Il progetto di Slow Food '1000 orti in Africa' ha l'obiettivo di ristabilire un rapporto tra i giovani e l’agricoltura e aiutare i contadini locali a riprendere le loro tradizioni agricole. Il Worldwatch Institute, in occasione del lancio di 'State of the World 2011: Innovations that nourish the Planet', ha organizzato una conferenza mondiale in cui sono intervenuti i maggiori esperti in sviluppo rurale, malnutrizione, rappresentanti governativi e della società civile.

di Slow Food - 27 Gennaio 2011

mille orti
Il progetto Slow Food '1000 orti in Africa' vuole ristabilire un rapporto tra i giovani e l’agricoltura

In occasione del lancio di 'State of the World 2011: Innovations that nourish the Planet', il Worldwatch Institute ha organizzato una conferenza mondiale in cui sono intervenuti i maggiori esperti in sviluppo rurale, malnutrizione, rappresentanti governativi e della società civile.
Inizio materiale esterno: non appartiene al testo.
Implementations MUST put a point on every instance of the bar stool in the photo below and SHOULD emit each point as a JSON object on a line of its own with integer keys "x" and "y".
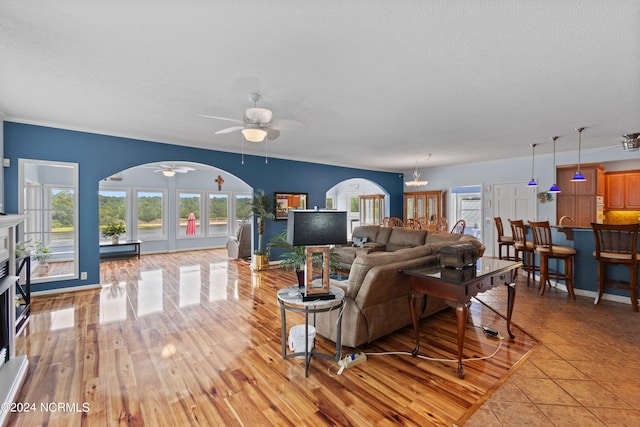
{"x": 504, "y": 241}
{"x": 617, "y": 244}
{"x": 547, "y": 250}
{"x": 523, "y": 248}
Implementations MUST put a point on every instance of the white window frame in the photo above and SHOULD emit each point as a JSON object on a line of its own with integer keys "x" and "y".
{"x": 165, "y": 213}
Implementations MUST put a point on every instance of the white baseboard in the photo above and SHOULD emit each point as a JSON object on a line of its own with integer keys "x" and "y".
{"x": 61, "y": 290}
{"x": 582, "y": 292}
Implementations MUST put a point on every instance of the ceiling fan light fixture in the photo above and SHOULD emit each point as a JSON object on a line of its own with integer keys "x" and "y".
{"x": 258, "y": 115}
{"x": 631, "y": 142}
{"x": 254, "y": 134}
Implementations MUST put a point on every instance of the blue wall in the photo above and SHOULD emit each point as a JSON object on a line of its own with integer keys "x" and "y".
{"x": 100, "y": 156}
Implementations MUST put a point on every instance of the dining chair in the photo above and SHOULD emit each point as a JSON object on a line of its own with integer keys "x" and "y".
{"x": 423, "y": 223}
{"x": 524, "y": 249}
{"x": 411, "y": 223}
{"x": 395, "y": 222}
{"x": 504, "y": 241}
{"x": 545, "y": 248}
{"x": 617, "y": 244}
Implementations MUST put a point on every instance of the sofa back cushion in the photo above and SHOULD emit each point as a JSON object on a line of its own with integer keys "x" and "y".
{"x": 364, "y": 263}
{"x": 438, "y": 240}
{"x": 402, "y": 238}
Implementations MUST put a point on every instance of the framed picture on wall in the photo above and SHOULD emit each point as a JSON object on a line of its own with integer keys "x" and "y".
{"x": 330, "y": 203}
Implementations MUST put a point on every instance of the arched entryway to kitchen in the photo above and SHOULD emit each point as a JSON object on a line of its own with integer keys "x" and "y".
{"x": 347, "y": 194}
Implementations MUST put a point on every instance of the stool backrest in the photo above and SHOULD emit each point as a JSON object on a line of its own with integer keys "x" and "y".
{"x": 541, "y": 233}
{"x": 616, "y": 239}
{"x": 395, "y": 222}
{"x": 458, "y": 227}
{"x": 499, "y": 227}
{"x": 518, "y": 231}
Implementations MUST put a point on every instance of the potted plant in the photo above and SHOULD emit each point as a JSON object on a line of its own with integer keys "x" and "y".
{"x": 41, "y": 254}
{"x": 262, "y": 208}
{"x": 114, "y": 230}
{"x": 294, "y": 258}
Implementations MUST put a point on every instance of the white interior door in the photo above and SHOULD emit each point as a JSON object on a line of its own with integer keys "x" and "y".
{"x": 512, "y": 201}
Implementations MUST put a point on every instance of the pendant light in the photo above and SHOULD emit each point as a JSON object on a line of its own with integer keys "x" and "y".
{"x": 554, "y": 188}
{"x": 533, "y": 182}
{"x": 416, "y": 177}
{"x": 578, "y": 177}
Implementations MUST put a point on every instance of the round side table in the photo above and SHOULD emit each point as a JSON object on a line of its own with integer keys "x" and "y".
{"x": 290, "y": 299}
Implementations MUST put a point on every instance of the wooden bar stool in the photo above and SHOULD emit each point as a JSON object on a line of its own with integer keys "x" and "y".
{"x": 504, "y": 241}
{"x": 547, "y": 250}
{"x": 524, "y": 249}
{"x": 617, "y": 244}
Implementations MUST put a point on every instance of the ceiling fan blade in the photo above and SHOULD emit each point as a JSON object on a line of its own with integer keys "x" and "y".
{"x": 220, "y": 118}
{"x": 229, "y": 130}
{"x": 272, "y": 133}
{"x": 286, "y": 124}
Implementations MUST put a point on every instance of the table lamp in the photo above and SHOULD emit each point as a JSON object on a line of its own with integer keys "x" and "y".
{"x": 316, "y": 230}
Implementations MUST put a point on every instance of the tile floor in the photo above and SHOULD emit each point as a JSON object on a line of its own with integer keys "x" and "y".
{"x": 585, "y": 372}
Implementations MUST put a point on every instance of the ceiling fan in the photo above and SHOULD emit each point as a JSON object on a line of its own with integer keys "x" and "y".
{"x": 171, "y": 170}
{"x": 631, "y": 141}
{"x": 257, "y": 124}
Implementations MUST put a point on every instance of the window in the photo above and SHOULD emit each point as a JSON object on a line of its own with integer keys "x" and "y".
{"x": 112, "y": 208}
{"x": 218, "y": 214}
{"x": 150, "y": 210}
{"x": 189, "y": 204}
{"x": 49, "y": 201}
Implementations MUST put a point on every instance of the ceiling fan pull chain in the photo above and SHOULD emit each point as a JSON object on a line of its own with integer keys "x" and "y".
{"x": 242, "y": 139}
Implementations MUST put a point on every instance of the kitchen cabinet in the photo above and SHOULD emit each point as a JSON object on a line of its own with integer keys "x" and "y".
{"x": 423, "y": 204}
{"x": 372, "y": 209}
{"x": 623, "y": 191}
{"x": 578, "y": 200}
Tra questi anche Edward Mukiibi, fiduciario del Convivium Slow Food di Mukumo, Uganda, e co-fondatore del progetto Developing Innovations in School Cultivation.

Parte dell’ambizioso progetto di Slow Food '1000 orti in Africa', l’obiettivo è ristabilire un rapporto tra i giovani e l’agricoltura creando orti scolastici in cui coltivare varietà locali di frutta e ortaggi con metodi tradizionali e rispettosi dell’ambiente. “L’obiettivo finale è raggiungere la sovranità alimentare e aiutare i contadini locali a riprendere le loro tradizioni agricole”, afferma Serena Milano, segretaria generale della Fondazione Slow Food per la Biodiversità Onlus.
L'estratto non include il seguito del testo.